Ocean container rates from China to the West Coast have tripled since March — not because demand tripled, but because a handful of foreign carriers are throttling capacity like a cartel, and that squeeze is about to hit your desk as a domestic drayage and dry van scramble around Southern California and the Inland Empire. Today's briefing covers how to get ahead of the port capacity crunch before the front-loading surge hits, data centers replacing housing construction as the engine carrying dry van demand with freight concentrated in specific Virginia, Texas, and Arizona corridors worth repositioning your book around, and ag equipment sales sliding as a leading indicator that flatbed strength tied to implement dealers is softening — while construction and industrial steel moves are where the deck freight is heading. We also get into a global driver shortage report confirming one in five drivers nearing retirement age as a multi-year structural problem that makes your carrier relationships today into capacity insurance for tomorrow, a $3 million tungsten oxide theft in Indiana pulled off with fake documents as a reminder that fraud is designed to slip through exactly the gaps brokers create when moving fast, and nuclear verdict pressure quietly accelerating carrier exits from the market. The freight is moving from subdivisions to server farms. Your lane strategy needs to move with it.

The U.S. Bank Freight Payment Index just confirmed it in writing — dry van spot rates up 31.29% year over year in May, contract rates up 9%, and a market that has flipped from a three-year recession into a genuine upcycle. Today's briefing covers why the gap between spot and contract is the danger zone on your book right now and why shippers watching that 31% climb are receptive to renewal conversations today, South Carolina Ports pausing the Leatherman terminal August 1 and why that reroutes Southeast import flows to Savannah fast enough to reshape your drayage and outbound Georgia lane pricing, and Del Monte flagging a $40 million ocean freight headwind from Middle East tensions — a cost that doesn't stay on the water and will show up as tighter scrutiny on your domestic rates from import-heavy shippers. We also get into a new short-line rail project at Laredo as a signal that nearshoring freight infrastructure is only getting bigger, renewable diesel as a differentiator for sustainability-minded shippers, and the regulatory tightening on autonomous vehicles pushing driverless timelines further out. The market has turned.

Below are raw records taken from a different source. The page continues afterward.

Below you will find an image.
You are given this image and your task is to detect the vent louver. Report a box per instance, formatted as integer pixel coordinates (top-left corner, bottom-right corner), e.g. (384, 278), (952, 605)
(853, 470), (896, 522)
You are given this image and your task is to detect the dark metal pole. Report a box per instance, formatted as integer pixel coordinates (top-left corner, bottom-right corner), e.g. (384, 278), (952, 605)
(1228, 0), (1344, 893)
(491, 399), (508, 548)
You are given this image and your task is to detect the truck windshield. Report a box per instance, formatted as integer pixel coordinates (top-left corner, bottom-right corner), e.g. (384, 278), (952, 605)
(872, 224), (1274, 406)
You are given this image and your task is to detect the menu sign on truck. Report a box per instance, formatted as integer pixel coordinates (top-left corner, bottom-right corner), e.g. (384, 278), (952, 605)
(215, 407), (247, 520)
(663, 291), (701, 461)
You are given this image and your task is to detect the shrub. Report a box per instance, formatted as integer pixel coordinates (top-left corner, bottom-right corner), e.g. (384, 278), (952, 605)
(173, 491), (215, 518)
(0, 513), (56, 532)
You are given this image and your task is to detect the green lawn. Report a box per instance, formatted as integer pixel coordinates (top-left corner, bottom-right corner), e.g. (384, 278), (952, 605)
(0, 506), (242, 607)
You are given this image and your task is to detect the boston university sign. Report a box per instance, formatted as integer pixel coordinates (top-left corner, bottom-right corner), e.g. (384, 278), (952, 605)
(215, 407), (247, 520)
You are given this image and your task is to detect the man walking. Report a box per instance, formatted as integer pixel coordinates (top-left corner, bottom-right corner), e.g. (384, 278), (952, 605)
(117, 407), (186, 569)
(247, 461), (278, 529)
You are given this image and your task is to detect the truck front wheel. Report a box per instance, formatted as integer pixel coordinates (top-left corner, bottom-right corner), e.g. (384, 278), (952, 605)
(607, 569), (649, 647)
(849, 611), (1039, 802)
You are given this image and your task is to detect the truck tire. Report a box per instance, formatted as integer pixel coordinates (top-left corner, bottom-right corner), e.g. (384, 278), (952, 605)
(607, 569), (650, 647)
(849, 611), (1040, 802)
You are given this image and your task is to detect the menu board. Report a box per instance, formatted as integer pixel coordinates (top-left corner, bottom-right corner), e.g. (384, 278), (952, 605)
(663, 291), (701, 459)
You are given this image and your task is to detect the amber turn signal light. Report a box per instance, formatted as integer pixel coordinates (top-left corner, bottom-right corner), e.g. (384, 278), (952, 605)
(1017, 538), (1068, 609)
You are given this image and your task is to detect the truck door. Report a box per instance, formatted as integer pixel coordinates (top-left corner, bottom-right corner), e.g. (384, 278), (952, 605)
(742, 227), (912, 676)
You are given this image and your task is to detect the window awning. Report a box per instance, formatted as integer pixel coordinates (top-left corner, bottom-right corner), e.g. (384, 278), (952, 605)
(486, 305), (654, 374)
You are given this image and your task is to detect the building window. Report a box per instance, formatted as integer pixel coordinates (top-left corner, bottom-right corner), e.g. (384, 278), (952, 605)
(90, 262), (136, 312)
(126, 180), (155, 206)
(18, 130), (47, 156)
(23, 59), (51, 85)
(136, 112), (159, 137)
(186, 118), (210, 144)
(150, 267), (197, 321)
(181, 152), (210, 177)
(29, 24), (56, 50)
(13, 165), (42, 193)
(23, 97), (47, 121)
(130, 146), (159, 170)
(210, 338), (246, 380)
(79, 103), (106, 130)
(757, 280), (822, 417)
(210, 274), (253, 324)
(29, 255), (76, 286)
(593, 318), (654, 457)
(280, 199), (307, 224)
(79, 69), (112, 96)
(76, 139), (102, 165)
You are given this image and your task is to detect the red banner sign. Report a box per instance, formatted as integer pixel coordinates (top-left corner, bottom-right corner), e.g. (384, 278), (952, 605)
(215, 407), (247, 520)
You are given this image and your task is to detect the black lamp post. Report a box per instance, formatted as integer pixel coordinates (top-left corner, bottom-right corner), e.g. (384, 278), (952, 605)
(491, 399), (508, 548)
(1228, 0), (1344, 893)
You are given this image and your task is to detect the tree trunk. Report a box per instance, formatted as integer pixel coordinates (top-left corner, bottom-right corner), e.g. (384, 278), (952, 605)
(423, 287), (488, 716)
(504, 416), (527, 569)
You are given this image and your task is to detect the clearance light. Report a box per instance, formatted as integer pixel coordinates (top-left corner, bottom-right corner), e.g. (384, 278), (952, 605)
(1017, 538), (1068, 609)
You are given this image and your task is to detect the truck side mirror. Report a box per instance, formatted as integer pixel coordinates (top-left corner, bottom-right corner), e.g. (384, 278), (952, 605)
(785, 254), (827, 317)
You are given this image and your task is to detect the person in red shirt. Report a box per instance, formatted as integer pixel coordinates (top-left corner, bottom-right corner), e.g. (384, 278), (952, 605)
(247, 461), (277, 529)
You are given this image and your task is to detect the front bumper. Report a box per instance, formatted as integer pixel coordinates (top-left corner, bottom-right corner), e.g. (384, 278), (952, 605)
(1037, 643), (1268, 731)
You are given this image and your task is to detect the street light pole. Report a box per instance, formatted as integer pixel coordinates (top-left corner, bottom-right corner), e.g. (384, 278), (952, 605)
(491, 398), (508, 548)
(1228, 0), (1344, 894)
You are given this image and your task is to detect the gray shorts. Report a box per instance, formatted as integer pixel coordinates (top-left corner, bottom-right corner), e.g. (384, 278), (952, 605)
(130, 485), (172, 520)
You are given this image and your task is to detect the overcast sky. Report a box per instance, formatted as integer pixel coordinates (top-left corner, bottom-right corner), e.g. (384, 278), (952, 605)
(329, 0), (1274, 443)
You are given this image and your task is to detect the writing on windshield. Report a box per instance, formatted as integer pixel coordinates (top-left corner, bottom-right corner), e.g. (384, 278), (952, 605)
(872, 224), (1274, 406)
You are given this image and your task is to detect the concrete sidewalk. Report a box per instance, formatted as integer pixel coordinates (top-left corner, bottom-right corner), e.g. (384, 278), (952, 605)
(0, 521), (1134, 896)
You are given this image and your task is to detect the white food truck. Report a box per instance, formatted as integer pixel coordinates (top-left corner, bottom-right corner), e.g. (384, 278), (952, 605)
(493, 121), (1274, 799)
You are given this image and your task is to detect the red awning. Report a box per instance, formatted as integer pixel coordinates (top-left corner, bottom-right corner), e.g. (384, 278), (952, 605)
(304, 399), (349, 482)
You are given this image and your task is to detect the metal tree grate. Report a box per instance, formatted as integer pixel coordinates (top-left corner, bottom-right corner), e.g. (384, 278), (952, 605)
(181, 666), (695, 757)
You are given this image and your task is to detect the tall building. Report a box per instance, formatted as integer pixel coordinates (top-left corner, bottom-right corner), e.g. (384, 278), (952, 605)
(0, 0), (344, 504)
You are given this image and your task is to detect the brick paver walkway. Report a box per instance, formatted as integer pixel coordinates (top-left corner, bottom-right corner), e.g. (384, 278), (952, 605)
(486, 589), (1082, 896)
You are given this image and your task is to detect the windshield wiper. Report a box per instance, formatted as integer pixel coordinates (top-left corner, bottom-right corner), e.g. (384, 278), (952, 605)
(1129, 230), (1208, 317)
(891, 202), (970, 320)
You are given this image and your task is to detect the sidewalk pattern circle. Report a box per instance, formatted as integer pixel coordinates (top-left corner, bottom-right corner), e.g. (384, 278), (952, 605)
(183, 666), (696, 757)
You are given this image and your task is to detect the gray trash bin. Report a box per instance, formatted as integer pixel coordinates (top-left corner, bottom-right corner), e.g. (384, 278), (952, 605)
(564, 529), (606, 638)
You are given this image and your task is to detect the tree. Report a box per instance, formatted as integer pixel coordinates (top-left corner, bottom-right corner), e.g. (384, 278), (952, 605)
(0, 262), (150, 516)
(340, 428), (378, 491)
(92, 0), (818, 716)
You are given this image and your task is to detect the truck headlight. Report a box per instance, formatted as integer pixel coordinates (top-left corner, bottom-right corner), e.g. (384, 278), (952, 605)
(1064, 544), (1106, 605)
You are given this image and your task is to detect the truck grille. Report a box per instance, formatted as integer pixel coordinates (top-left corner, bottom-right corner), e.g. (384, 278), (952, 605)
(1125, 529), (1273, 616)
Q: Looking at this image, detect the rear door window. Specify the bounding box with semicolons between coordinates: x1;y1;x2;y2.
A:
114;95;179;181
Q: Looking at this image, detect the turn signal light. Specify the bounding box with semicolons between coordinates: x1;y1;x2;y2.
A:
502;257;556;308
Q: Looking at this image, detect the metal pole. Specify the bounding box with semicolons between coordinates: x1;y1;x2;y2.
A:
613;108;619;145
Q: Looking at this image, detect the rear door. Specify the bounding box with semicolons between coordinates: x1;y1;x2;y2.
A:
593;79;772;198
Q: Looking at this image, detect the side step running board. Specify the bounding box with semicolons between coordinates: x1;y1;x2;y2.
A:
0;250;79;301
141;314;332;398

The broker who gets proactive on renewals now owns the relationship through the back half of the year.

Over a million dollars in data center equipment recovered from a suburban Chicago truck yard — stolen trailers that originated in Alabama and Florida — and if you're booking copper, server hardware, or anything tied to the infrastructure boom, you're a target whether you know it or not. Today's briefing covers why high-value freight vetting needs to tighten before the holiday week, when fraudsters know your team is short-staffed and moving fast, a $295 million ship channel deepening at Brownsville paired with a $500 million battery-materials project and Palmer Holland expanding into Mexico — three signals pointing to South Texas freight lanes getting significantly denser through the back half of the year. We also get into last-mile AI being pointed at the wrong problems and why the brokers who win retail and e-commerce accounts will be solving the messy human parts of delivery that routing algorithms keep ignoring, weigh station bypass expanding via mobile apps as a tell on which carriers are running tight efficient operations worth keeping in your network, and China Southern ordering seven Boeing freighters as a cross-Pacific air freight demand signal for high-value manufactured goods. Last week of the quarter — one more shot to clean up your margins before July resets the board.